Appen (ASX:APX) shares drop on half-year results

AI enabler Appen (ASX:APX) has seen shares drop over 3% lower in early trade after the group’s half-year results failed to excite the market. Not that the numbers were weak — far from it!

Revenue for the 6-months to June 30, 2019 was 60% higher than the previous corresponding period, coming in at $245.1 million. Underlying net profit — which excludes one-off costs associated with the Leapforce and Figure Eight acquisitions — rose 67% to $29.6 million.

An 85% jump in sales for the group’s speech & image segment (excluding the contribution from Figure Eight) helped drive the result, as did a solid improvement in Appen’s operating margins which grew from 16.8% to 18.9%. Importantly, a good part of the gain came from an increased spend from existing customers, which highlights the stickiness and value of the company’s service offering.

Management said that US based Figure Eight, which was acquired in April, is performing to plan with expected synergies and profitability pathway on track. Although the first half loss for this business came in less than expected, second quarter renewals were less than originally forecast and some larger deals had been delayed. As such the FY19 annual recurring revenue (ARR) target is now expected to come in between $30-$35 million, or around 26% below previous expectations.

This may be way we’ve seen an adverse reaction on the ASX this morning.

Nevertheless, Appen remains optimistic towards the future and sees big potential in China which has a fast growing AI industry. The company maintained full year guidance for between $85-90 million, but said it expected to report at the top end of this guidance. Given this is premised on a USD/AUD exchange rate of 74c, and the current rate is materially below this, we may in fact see a stronger result.
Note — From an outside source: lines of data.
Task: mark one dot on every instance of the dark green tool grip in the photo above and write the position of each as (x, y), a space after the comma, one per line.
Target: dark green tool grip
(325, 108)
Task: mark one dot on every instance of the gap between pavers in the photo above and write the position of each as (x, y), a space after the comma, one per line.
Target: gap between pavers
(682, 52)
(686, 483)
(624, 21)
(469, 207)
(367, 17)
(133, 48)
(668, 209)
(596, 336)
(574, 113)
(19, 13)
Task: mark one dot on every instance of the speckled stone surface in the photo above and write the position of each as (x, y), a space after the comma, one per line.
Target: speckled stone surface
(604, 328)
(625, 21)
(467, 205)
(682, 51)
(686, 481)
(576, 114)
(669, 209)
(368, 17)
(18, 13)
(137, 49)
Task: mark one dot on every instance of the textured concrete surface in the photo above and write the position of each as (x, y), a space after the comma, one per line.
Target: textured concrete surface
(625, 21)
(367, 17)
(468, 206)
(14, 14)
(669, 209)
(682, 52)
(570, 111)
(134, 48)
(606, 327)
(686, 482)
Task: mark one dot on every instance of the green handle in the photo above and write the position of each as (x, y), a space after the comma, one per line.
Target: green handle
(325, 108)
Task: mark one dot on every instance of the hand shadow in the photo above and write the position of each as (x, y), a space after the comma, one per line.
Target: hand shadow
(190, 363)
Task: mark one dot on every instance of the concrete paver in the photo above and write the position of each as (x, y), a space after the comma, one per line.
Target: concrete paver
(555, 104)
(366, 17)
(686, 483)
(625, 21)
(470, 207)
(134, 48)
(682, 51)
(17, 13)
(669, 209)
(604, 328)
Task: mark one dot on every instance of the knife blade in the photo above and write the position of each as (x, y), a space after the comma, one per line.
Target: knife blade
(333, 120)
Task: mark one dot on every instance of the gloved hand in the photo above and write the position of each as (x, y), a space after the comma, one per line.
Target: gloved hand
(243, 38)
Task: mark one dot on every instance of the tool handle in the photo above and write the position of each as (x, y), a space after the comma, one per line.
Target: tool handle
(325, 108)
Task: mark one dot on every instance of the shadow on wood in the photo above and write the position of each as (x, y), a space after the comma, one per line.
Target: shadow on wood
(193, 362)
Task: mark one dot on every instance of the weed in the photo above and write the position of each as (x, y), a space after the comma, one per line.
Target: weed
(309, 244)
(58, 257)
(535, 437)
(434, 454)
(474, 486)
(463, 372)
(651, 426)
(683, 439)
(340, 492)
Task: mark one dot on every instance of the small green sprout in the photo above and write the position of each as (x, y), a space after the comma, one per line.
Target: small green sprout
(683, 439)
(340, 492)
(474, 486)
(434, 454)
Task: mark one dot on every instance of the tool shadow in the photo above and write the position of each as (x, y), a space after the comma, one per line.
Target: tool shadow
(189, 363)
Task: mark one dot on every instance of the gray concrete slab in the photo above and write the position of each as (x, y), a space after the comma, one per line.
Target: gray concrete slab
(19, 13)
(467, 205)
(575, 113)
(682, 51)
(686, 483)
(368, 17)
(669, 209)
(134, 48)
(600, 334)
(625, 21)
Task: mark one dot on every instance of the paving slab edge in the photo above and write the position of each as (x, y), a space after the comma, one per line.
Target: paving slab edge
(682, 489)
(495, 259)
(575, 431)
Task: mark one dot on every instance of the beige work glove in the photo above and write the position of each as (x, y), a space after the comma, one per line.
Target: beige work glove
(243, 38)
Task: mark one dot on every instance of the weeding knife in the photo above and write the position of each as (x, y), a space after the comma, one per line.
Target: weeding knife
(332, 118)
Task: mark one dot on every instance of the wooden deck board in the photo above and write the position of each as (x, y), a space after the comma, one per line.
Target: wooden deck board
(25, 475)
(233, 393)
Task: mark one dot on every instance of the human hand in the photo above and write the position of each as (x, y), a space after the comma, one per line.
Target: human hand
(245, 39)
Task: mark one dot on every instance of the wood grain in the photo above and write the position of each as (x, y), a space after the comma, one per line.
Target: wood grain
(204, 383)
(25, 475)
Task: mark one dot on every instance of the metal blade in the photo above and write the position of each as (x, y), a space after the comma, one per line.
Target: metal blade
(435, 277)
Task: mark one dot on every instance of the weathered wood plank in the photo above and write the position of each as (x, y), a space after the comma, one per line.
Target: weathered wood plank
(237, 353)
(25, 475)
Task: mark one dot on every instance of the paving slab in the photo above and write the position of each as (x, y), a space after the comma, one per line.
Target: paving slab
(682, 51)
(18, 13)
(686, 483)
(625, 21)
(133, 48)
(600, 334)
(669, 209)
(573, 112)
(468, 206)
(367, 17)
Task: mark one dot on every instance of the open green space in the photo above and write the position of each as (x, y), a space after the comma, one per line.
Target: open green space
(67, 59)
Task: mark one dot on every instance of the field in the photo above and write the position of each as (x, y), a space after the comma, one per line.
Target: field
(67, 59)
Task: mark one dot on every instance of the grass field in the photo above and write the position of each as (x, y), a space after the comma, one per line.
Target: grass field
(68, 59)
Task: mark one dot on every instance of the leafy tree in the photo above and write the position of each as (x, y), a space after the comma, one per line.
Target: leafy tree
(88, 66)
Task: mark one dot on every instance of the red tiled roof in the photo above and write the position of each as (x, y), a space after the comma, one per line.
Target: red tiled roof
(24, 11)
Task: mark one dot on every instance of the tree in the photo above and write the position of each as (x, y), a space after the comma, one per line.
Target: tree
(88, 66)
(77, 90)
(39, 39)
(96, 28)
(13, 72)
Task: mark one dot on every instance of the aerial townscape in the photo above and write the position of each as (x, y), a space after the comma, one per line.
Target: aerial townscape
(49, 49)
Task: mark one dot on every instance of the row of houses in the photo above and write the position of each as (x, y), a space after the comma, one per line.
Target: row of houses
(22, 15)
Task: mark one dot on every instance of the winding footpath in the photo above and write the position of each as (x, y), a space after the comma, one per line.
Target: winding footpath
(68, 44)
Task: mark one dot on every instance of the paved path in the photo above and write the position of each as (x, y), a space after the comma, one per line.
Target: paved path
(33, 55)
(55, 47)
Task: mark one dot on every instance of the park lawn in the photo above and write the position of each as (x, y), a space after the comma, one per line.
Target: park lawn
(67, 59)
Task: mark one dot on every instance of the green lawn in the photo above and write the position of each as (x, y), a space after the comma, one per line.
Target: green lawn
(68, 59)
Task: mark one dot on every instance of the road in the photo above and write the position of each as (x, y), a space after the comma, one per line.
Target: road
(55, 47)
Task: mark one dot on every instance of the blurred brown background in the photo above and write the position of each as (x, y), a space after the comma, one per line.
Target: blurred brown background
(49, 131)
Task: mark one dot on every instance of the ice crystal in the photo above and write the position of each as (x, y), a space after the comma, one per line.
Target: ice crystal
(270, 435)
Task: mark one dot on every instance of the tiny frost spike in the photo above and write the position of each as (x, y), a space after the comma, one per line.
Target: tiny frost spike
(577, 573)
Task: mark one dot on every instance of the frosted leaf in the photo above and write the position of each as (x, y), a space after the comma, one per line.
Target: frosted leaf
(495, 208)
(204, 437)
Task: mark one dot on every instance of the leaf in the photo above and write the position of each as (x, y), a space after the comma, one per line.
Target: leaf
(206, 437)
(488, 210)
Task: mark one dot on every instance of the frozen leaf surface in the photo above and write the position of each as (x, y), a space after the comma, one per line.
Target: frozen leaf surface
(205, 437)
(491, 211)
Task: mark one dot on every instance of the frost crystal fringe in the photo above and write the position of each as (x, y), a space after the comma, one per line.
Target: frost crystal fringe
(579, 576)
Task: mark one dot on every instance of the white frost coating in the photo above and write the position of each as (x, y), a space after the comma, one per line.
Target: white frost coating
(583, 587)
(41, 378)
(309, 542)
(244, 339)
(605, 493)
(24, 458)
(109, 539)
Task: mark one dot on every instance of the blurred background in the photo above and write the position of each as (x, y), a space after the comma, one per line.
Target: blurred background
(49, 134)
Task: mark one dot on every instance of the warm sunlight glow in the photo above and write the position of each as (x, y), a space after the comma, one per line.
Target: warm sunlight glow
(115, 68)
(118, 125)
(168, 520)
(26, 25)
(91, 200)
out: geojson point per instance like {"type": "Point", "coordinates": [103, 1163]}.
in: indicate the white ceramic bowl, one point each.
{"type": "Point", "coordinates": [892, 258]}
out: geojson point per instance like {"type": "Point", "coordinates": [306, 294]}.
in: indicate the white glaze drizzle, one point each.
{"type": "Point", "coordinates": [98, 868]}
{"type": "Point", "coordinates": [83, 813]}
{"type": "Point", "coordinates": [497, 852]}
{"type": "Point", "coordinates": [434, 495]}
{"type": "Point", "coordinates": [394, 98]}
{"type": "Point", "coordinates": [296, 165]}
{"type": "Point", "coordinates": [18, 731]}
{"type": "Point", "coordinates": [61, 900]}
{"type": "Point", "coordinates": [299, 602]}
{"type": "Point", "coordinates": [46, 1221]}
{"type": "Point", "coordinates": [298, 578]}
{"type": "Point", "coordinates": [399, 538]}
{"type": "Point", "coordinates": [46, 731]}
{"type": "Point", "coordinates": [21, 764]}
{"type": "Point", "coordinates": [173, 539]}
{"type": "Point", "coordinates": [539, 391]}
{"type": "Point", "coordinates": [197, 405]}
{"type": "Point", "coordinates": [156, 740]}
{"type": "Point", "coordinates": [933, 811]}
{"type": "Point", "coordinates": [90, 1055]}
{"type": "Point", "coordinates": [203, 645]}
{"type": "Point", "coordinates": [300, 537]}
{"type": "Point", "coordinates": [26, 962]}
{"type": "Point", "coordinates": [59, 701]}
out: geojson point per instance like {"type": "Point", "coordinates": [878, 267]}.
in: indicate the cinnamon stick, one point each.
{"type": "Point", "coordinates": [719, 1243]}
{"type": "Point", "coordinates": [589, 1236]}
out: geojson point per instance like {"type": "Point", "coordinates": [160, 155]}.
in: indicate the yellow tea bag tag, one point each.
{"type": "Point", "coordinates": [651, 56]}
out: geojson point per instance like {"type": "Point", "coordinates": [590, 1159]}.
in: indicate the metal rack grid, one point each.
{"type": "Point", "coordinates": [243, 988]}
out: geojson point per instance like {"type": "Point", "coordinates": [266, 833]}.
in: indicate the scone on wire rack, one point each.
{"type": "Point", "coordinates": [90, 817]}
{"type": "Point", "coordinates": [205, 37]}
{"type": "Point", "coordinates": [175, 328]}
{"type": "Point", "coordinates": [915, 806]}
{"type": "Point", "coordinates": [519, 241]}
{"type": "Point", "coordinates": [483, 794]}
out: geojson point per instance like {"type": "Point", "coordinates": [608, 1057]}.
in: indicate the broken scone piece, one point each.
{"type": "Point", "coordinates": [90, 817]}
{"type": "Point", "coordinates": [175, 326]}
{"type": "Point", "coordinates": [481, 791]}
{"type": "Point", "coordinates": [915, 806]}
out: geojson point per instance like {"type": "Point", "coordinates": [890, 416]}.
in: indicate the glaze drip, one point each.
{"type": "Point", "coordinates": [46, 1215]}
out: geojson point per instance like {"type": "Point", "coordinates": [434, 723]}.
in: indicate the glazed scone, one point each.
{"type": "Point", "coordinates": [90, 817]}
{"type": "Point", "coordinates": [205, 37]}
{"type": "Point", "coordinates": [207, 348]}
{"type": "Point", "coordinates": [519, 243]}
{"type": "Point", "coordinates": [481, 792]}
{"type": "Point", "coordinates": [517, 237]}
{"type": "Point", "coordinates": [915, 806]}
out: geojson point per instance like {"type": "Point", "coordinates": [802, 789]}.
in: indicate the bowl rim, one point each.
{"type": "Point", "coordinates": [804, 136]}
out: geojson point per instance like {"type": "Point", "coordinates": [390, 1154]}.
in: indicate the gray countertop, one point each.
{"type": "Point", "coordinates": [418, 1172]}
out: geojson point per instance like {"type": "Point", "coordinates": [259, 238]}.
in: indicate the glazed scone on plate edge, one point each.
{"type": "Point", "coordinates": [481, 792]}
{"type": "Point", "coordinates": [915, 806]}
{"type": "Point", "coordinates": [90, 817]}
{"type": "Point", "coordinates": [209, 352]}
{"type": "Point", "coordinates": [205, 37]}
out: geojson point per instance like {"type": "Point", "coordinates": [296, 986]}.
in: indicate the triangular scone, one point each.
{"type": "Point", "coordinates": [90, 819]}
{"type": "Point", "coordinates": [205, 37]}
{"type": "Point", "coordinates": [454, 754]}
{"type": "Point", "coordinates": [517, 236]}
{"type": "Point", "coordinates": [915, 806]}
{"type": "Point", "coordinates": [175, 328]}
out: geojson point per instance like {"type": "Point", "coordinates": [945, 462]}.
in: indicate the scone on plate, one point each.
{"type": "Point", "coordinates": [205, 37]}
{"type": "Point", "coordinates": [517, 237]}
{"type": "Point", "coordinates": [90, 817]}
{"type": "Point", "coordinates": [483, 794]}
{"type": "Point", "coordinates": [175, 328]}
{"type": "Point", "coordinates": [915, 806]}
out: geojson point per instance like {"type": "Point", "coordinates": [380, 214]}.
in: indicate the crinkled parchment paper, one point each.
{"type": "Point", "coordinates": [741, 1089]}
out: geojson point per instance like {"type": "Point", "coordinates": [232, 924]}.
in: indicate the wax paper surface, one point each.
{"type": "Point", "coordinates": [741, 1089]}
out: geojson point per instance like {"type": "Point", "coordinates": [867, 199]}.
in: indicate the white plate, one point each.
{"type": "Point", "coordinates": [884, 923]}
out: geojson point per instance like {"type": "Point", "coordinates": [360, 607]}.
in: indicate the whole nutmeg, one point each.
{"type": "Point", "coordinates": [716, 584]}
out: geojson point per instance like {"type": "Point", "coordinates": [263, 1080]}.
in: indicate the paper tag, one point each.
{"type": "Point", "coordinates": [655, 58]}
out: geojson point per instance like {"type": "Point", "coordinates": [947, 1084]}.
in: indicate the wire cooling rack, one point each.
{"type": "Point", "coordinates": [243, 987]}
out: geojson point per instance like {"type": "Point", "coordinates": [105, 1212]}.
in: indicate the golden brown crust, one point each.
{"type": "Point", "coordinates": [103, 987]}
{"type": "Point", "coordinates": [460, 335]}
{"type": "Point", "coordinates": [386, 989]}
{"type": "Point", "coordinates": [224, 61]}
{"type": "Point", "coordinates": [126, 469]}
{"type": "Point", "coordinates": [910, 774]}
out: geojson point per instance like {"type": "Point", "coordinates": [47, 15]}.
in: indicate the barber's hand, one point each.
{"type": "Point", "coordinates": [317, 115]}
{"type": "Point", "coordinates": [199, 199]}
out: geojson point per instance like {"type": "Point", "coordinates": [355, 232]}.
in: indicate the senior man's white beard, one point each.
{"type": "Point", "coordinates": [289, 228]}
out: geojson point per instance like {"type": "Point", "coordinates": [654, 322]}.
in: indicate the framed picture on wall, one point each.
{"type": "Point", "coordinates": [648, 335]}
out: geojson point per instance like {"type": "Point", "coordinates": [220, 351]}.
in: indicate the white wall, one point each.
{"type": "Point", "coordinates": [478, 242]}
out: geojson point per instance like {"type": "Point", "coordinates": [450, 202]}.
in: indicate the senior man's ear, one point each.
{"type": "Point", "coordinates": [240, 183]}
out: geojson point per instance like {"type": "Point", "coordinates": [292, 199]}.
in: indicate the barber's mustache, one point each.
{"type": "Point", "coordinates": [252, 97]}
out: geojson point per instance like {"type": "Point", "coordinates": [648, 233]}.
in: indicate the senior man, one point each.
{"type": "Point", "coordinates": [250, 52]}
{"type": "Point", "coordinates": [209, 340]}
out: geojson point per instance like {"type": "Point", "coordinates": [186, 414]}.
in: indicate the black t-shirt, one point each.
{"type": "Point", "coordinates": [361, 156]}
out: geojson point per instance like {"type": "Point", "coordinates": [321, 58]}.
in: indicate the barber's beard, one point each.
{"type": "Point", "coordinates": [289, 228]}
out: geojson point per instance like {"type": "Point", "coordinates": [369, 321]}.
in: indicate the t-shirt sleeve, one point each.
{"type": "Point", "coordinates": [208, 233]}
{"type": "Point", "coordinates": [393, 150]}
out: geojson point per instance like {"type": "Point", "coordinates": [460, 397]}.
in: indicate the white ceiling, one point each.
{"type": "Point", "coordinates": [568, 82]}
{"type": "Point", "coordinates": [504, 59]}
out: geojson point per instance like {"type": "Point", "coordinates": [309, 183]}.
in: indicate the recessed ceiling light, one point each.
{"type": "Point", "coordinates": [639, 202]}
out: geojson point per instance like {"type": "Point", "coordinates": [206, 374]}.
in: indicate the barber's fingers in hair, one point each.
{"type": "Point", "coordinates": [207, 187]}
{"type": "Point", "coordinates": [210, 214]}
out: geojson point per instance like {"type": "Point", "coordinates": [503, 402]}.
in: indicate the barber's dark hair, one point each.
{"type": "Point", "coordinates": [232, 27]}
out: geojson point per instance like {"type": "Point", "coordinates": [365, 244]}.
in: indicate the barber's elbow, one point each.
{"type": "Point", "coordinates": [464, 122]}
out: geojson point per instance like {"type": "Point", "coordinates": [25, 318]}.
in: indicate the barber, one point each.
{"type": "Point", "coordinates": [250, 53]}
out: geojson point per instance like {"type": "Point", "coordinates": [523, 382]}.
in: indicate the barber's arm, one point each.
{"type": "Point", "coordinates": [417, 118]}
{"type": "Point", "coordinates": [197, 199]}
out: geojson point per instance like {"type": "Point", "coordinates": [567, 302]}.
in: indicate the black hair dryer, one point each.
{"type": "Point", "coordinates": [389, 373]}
As for the balance sheet, Appen remains in rude good health, with the recent capital raise funding acquisitions and solid operating cash flows pushing the cash balance up to $70.8 million.

Annualising these first half numbers, Appen is on a PE of approximately 49 or a Price to sales ratio of 5.9. Given the rate of growth, that’s not actually too bad — especially in the context of current technology valuations.